パターンを見つけたら、それについて自分はどう思うかちょっと考えてみます。

その買い方を継続し、そのまま暮らしていきたいのかどうか?

「このままではまずい」と思ったら、変えたい部分を1つだけ見つけて、30日間チャレンジなどを使って変えていきます。

30日間チャレンジとは?⇒マット・カッツに学ぶ30日間で人生を変える方法~30日間チャレンジのススメ(TED)

買い物日記を続けるコツ

買い物するたびに記録するのは、人によってはハードルが高いかもしれません。

継続するコツを4つ書いておきます。

1.完璧主義に陥らない

買い物日記を書く目的は、ふだんの買い物の仕方に意識を向けて、望ましくない買い物習慣を望ましい行動に置き換えることです。

この目的が達成できれば、形式は関係ありません。

ところが、「こういうことやってはどうですか?」と提案すると、「正しいやり方」に異様にこだわる人がいます。

何に書いたらいいの?、どのぐらい書いたらいいの?、何を書いたらいいの?

ノートはどんなのがいいの、B6それともA5? ペンは? 量はどのぐらい書いたらいいの? おすすめのアプリありますか?

そんなことはどうでもいいので、とにかく書きはじめてください。

散文型ではじめて、「これじゃあ時間がかかりすぎる」とか、「あとで読み返しても、何が言いたいのか自分でもさっぱりわからん」と問題を感じたら、箇条書きにするとかすればいいのです。

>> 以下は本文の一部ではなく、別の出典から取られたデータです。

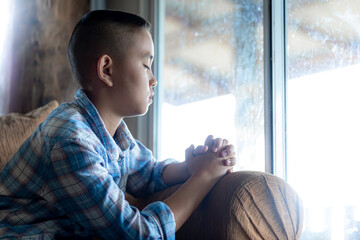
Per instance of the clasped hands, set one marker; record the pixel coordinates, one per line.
(214, 159)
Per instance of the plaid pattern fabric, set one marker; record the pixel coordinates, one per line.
(69, 178)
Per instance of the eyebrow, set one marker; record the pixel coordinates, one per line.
(148, 55)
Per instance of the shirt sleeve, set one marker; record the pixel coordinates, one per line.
(82, 188)
(145, 172)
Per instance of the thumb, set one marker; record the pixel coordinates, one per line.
(189, 152)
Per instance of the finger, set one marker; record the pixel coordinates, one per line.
(209, 141)
(229, 150)
(225, 142)
(230, 162)
(200, 149)
(189, 152)
(218, 142)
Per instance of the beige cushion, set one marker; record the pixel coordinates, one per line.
(243, 205)
(15, 128)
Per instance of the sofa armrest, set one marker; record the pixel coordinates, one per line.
(242, 205)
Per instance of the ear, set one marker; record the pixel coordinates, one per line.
(104, 69)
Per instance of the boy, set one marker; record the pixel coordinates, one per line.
(69, 178)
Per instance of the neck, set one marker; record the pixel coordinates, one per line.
(111, 120)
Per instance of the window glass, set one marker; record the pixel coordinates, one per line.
(5, 22)
(213, 79)
(323, 114)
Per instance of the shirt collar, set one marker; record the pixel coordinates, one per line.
(122, 138)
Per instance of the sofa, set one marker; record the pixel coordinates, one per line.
(242, 205)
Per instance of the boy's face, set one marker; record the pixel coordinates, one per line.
(133, 78)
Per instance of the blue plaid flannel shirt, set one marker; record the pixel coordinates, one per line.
(69, 179)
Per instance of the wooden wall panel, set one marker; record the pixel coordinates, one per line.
(40, 67)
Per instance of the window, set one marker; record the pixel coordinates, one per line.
(323, 114)
(213, 81)
(5, 13)
(222, 62)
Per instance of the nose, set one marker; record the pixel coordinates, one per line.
(153, 81)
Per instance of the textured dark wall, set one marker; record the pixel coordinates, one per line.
(40, 67)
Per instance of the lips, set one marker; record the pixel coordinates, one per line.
(151, 96)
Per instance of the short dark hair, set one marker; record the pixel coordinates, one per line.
(101, 32)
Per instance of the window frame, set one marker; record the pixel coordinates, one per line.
(274, 76)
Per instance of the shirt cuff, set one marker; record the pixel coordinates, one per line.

完璧主義の手放し方⇒完璧主義を克服する7つの具体的な方法。

2.ためない

買い物したら早めに書いてください。週末にまとめて書こう、と思っていると細かいことを忘れてしまうので、データとして使えません。

私は買い物したら、家にそれが入ったタイミングで記録しています。

3.淡々と記録する

記録するとき、「ああ、私、またこんな無駄使いしちゃって、最低じゃん」と自分を責めたり、ジャッジしたりしません。

書くたびに、自分を責めていたら、だんだん書きたくなくなってくるし、セルフイメージも下がってしまいます。

暗くなるために書くのではなく、生活を改善するために書くことを忘れずに。

4.間があいても続ける

突発的なできごとがあったり、病気になったり、旅行に行ったり、なんとなくさぼったりして間があいたら、気づいたその日から復活します。

買い物したらすぐに書くのが理想ですが、最初はなかなか習慣にならないでしょう。

さぼってしまっても、そこでやめるのではなく、また始めればOKです。

私、毎日モーニングページを書いていますが⇒ネガティブ思考改善にモーニングページがいい~今月の30日間チャレンジ、毎日書くようになる前の年に、1度はじめて、挫折しています。

1回や2回(3回、4回、5回…∞)の挫折であきらめないこと。

買い物習慣を変えることに役立つ過去記事7選

ついつい物を増やしてしまう7つの買い物習慣。私の反省より。

買い物しすぎて貯金ができない生活から抜け出す方法。

物を買いすぎない暮しをする7つの秘訣。小さなことから始めればOK。

がまんせずに、無駄遣いをやめるには?:本当は何が欲しくて買っているのか調べるだけ。

自分のお金の問題についてもっと正直になろう(TED)

買う、買わないでよく迷うなら、自分でルールを決めておく。

買わない生活を継続するために私が心がけていること。

*****

きょうは買い物日記をつけることをおすすめしました。

買い物習慣に限らず、何かを改善したいときは、現状を調べることから始めるのが効果的です。

その方法として一番おすすめなのは、やはり記録する(モニターする、ログをとる)ことです。

めんどくさいと思うかもしれませんが、自己観察の1つなので、やってみると、いろいろおもいしろいことがわかるんじゃないでしょうか?

自分とは一生つきあうことになりますからね。